Mentor Article

What Factors Should You Consider in Starting a Business with a Partner?

Bob Halagan, Halagan Law Firm, LTD.

One of the bravest and most difficult decisions a person can make is decide to go into business for him- or herself.  The second bravest and most difficult may be the decision to go into business with a partner.   Taking on a partner in many ways is like getting married, so it’s important to know what questions to ask and decisions to make prior to tying the “business marriage” knot.  

There are three basic areas to consider in creating a business partnership: (1) getting in; (2) making it go; and (3) getting out.  Thinking about each of these areas before you create the partnership can save a lot of headaches down the road. 

The issues to discuss about “Getting In” include the basic issues of ownership and authority.  Who owns what percentage of the value of the business?  Who is entitled to what percentage of profits from the business?  Who gets to decide who is running the business, if new partners are to be allowed to join and when to sell.  If authority is equal, how do you break a deadlock on key decisions?

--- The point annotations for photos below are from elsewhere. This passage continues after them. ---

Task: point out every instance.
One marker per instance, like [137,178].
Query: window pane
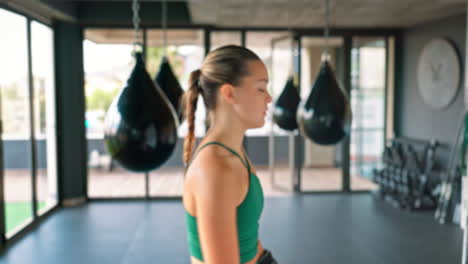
[44,115]
[367,102]
[16,119]
[221,38]
[108,62]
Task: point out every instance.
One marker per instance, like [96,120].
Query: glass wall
[220,38]
[16,120]
[15,101]
[42,38]
[368,70]
[108,61]
[185,52]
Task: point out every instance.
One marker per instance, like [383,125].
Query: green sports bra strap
[244,161]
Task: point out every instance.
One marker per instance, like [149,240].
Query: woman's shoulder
[214,173]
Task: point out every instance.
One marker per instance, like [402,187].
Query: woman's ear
[227,92]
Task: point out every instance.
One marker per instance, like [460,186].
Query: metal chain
[327,24]
[164,26]
[136,25]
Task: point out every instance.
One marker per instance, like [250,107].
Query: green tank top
[248,215]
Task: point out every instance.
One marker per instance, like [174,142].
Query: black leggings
[267,258]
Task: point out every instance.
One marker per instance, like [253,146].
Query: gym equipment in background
[285,107]
[405,179]
[140,128]
[325,116]
[165,77]
[451,183]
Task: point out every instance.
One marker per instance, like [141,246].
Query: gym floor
[321,228]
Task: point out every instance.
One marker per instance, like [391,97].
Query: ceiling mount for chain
[137,36]
[326,54]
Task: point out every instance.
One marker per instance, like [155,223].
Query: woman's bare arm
[217,196]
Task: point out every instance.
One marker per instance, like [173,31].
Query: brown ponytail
[190,100]
[227,64]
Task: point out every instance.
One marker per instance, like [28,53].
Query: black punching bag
[325,116]
[140,129]
[168,82]
[285,107]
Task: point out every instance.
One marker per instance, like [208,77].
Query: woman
[222,197]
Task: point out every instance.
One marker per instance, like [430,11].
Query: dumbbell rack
[404,180]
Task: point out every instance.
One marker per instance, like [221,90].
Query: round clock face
[438,73]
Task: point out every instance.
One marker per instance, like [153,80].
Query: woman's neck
[230,136]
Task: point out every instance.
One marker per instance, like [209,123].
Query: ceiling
[285,13]
[310,13]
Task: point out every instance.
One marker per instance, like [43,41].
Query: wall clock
[438,73]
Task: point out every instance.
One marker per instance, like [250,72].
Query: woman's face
[252,97]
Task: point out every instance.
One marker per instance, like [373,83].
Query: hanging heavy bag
[285,107]
[168,82]
[140,128]
[325,116]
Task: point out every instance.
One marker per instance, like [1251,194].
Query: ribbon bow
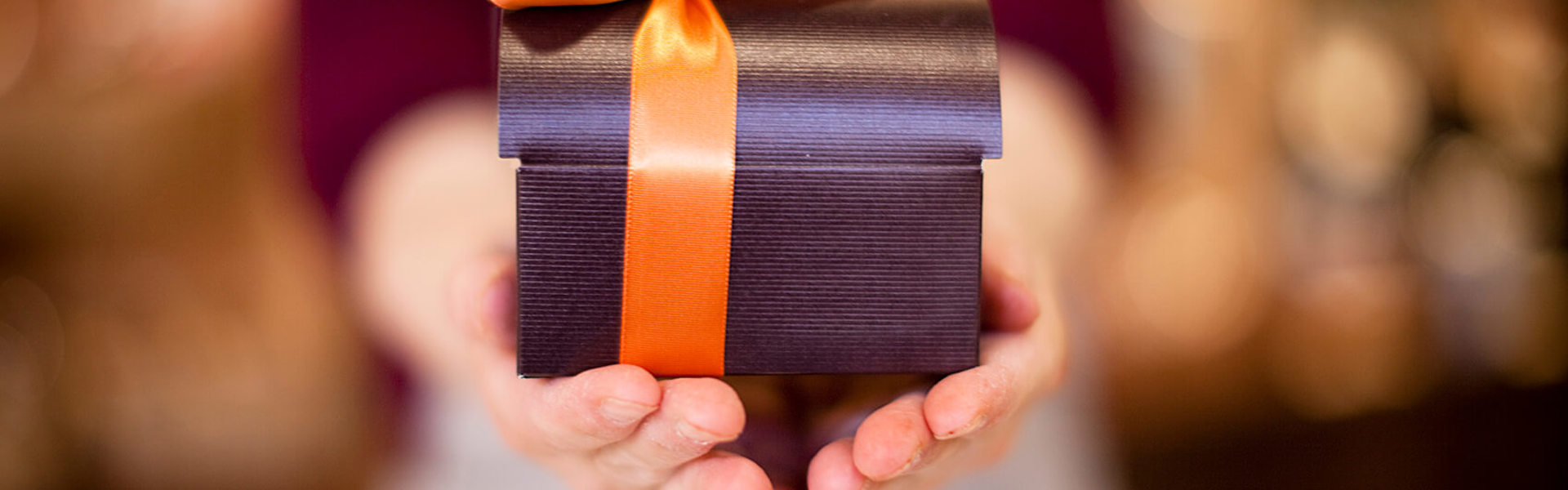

The “Making it Go” issues are the operational issues.  Who writes the checks and pays the bills?  Who does the bookkeeping and empties the trash?  What are each partner’s duties and who decides if they are performing well enough? And what happens if a partner isn’t pulling her or his weight?  Are family members allowed to join the company?  Who does the hiring and firing?  Is there a type or dollar amount at which decisions must be unanimous?  Who decides what business to chase and what to business to avoid? 

The “Getting Out” part is the guide to your business divorce.  If you stop loving your partner (or even liking him or her) who gets to decide that it’s over? Who gets to keep the children (i.e., your business or parts of your business)?  Does someone have the right to buy or sell or make a take it or leave it offer?  What are the terms of the property settlement?  Is there a mechanism for setting the price for a buy-out and if so what are the terms?  If a partner is not performing her job, can she be fired and forced to sell?  

Sometimes business advisors start with the question of whether you want your new business to be a corporation, limited liability company or a partnership.  However, you can’t really know the correct answer without first answering the questions above.  Your answers should be the guide that tells you which entity you are best suited for. Always ask and answer these questions before you tie the “business marriage” knot.